Les séquences conventionnelles ne sont pas très supérieures au scanner, à la phase hyperaiguë de l’AVC ischémique. Cependant, les séquences pondérées T2 et notamment les images de type FLAIR sont très sensibles pour mettre en évidence l’œdème cytotoxique traduit par un hypersignal (figure 3). On retrouve approximativement la même sémiologie « topographique » qu’en imagerie par scanner. En particulier, l’aspect de « trop belles images » artérielles des vaisseaux thrombosés (artère cérébrale moyenne, tronc basilaire) est habituellement bien observé en hypersignal en séquence FLAIR, et en hyposignal en séquences T2*, y compris pour des occlusions artérielles distales.
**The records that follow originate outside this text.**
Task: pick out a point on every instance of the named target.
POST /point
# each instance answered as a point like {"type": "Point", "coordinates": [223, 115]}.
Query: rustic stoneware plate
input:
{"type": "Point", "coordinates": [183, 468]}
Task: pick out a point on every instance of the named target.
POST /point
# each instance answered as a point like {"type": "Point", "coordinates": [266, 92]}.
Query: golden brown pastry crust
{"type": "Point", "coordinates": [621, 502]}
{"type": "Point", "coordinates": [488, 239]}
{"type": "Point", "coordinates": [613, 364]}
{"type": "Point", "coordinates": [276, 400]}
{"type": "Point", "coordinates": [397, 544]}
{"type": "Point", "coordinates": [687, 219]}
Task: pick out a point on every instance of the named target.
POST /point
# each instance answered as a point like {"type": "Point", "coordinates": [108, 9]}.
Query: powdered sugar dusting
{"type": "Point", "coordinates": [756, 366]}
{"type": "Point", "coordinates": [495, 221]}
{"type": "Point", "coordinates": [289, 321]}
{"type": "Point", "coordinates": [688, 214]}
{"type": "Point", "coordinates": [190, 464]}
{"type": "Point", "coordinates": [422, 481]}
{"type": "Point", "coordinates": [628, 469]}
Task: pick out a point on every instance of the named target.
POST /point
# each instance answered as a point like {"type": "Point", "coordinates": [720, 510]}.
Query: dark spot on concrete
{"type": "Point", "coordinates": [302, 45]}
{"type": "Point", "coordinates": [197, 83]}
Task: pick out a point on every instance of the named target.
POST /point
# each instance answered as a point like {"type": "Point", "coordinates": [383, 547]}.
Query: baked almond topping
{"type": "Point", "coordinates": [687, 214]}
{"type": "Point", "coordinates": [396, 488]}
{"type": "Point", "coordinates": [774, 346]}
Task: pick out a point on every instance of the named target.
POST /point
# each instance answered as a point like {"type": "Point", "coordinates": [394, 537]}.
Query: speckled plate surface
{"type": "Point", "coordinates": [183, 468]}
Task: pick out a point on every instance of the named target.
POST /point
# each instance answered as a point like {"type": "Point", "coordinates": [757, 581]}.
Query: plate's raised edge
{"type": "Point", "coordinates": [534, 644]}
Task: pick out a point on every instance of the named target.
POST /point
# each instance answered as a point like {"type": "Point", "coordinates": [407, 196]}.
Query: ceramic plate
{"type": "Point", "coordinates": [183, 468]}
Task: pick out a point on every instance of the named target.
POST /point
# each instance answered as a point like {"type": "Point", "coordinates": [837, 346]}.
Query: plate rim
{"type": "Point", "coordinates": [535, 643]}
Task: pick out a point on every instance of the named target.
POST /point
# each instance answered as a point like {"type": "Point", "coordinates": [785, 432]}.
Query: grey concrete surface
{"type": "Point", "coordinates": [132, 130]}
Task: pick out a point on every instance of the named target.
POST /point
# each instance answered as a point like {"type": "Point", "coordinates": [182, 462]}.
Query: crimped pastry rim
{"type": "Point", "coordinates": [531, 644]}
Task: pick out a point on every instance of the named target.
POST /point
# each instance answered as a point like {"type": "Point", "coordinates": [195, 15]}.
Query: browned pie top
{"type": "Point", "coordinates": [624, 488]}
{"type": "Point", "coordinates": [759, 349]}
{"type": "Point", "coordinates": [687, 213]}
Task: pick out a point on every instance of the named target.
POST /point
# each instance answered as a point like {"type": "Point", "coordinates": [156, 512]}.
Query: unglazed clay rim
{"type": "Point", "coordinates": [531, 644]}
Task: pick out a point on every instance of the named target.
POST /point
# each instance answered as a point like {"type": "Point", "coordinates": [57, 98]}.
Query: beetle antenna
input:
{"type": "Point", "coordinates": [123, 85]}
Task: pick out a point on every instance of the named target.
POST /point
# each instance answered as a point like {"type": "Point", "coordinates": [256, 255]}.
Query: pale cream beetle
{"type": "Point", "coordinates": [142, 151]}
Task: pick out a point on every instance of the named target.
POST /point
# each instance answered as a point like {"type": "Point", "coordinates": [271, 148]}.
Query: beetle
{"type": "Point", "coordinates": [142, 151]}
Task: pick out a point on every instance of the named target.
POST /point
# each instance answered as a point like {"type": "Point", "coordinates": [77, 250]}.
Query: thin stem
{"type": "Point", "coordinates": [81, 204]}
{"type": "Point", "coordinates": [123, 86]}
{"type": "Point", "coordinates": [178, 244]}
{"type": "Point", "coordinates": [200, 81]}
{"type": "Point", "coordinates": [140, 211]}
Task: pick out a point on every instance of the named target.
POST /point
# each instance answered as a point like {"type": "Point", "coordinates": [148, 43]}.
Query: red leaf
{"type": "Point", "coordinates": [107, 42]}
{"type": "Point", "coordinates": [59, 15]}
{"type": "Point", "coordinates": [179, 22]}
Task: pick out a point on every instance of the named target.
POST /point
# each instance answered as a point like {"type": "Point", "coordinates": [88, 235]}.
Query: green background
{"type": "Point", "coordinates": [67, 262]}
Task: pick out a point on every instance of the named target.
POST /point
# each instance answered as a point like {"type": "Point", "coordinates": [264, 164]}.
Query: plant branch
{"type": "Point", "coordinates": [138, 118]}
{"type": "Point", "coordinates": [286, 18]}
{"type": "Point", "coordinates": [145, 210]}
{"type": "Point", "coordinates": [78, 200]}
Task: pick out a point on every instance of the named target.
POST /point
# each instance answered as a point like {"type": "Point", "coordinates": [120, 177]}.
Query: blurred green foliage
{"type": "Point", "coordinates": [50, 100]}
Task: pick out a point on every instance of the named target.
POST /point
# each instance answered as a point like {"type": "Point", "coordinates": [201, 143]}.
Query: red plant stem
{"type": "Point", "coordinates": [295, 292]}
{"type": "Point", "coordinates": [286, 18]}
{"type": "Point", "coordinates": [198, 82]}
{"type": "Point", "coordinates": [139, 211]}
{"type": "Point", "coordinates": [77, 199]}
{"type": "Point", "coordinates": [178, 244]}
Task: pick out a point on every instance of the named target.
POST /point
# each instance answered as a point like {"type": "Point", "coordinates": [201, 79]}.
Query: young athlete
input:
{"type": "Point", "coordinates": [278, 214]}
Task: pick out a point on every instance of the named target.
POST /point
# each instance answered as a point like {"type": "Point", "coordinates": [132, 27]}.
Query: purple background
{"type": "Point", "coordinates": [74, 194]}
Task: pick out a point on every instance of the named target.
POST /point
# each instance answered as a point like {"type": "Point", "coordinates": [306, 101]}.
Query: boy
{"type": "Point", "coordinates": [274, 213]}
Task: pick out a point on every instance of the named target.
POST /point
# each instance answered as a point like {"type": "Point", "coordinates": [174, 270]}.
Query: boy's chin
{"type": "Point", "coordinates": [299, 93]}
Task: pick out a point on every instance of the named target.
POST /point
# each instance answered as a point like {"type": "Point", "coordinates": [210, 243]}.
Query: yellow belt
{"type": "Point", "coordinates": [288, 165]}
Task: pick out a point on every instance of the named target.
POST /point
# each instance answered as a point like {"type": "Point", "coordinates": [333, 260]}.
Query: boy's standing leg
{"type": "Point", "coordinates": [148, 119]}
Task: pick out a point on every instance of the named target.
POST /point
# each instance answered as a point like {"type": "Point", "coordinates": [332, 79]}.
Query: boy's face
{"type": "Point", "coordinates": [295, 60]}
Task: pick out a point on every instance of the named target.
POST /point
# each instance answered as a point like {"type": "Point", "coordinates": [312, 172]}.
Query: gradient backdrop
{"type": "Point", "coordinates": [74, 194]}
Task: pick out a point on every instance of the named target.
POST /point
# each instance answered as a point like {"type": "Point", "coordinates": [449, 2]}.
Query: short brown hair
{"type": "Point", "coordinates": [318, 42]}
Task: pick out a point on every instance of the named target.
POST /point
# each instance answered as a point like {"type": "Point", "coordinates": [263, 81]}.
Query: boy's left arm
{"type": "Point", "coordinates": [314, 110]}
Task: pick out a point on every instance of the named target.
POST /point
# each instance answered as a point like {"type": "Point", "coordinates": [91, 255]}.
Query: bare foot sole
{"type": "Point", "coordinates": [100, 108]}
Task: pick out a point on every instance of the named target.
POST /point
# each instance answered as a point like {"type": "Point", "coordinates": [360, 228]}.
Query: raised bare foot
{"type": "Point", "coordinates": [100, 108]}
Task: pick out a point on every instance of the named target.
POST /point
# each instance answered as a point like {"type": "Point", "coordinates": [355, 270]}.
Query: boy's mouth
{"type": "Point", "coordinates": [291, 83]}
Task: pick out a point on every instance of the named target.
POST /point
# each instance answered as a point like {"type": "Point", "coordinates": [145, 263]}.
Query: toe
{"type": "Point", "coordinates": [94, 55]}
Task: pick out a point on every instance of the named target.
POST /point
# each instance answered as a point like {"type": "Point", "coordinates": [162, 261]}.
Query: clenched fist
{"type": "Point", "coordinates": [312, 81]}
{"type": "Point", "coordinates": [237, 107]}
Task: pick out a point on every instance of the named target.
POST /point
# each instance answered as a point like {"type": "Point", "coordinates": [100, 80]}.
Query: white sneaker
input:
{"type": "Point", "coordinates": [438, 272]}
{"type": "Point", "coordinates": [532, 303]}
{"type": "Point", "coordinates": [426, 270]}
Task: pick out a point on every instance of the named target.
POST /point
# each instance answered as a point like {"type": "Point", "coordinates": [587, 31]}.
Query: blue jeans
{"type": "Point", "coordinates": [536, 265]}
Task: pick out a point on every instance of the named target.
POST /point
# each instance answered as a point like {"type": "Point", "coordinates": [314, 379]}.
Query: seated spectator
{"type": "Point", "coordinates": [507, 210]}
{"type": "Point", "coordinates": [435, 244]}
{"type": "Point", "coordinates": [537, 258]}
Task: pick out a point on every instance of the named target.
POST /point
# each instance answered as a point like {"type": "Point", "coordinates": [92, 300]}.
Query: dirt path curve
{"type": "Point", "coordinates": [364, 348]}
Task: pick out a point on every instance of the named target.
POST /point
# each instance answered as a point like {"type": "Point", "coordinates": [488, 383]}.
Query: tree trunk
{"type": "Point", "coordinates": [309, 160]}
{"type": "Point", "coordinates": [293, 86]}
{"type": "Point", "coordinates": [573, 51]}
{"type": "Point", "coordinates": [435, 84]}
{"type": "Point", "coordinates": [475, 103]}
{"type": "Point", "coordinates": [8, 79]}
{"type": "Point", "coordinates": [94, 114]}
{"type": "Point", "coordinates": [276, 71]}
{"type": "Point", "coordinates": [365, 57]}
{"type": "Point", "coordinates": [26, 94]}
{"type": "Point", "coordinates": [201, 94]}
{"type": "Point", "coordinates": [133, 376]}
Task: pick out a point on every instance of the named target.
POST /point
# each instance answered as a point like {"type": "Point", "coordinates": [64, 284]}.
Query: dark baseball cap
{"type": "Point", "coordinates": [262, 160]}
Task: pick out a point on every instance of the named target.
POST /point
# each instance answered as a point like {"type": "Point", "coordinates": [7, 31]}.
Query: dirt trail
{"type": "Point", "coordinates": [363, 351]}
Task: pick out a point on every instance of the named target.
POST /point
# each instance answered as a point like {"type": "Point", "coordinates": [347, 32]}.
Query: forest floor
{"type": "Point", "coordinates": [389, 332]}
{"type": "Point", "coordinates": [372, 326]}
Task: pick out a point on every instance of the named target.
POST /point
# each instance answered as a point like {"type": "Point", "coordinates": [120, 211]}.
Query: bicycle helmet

L’IRM est très supérieure au scanner pour les lésions de la fosse cérébrale postérieure (voir figure 2).
Figure 3 |
L’angio-IRM peut être effectuée sans injection de produit de contraste (séquence en « temps de vol ») ; elle peut mettre en évidence une occlusion vasculaire au niveau des vaisseaux principaux de façon aussi fiable que l’angioscanner (figure 4). Elle nécessite l’injection de Gadolinium lorsque l’on souhaite explorer les vaisseaux cervicaux.
Figure 4 |
Séquences de diffusion
Ce type de séquence permet plus précocement que n’importe quelle autre technique d’imagerie de visualiser l’ischémie parenchymateuse avec une remarquable sensibilité [10–12] (figure 5). En effet, elle met en évidence l’œdème cytotoxique causé par une ischémie absolue bien moins d’une heure après l’occlusion d’un vaisseau, et ce par quantification de la réduction du coefficient apparent de diffusion (apparent diffusion coeffıcient [ADC]) en relation avec les mouvements des molécules d’eau, constitutives de l’œdème cytotoxique. Sur les images de diffusion, l’ischémie se traduit par un hypersignal qui n’est pas en lui-même pathognomonique. Il doit s’accompagner d’une baisse de l’ADC visible sur la cartographie ADC associée [13]. D’autres pathologies que l’AVC peuvent cependant présenter un profil similaire en raison d’une composante ischémique associée (figure 6).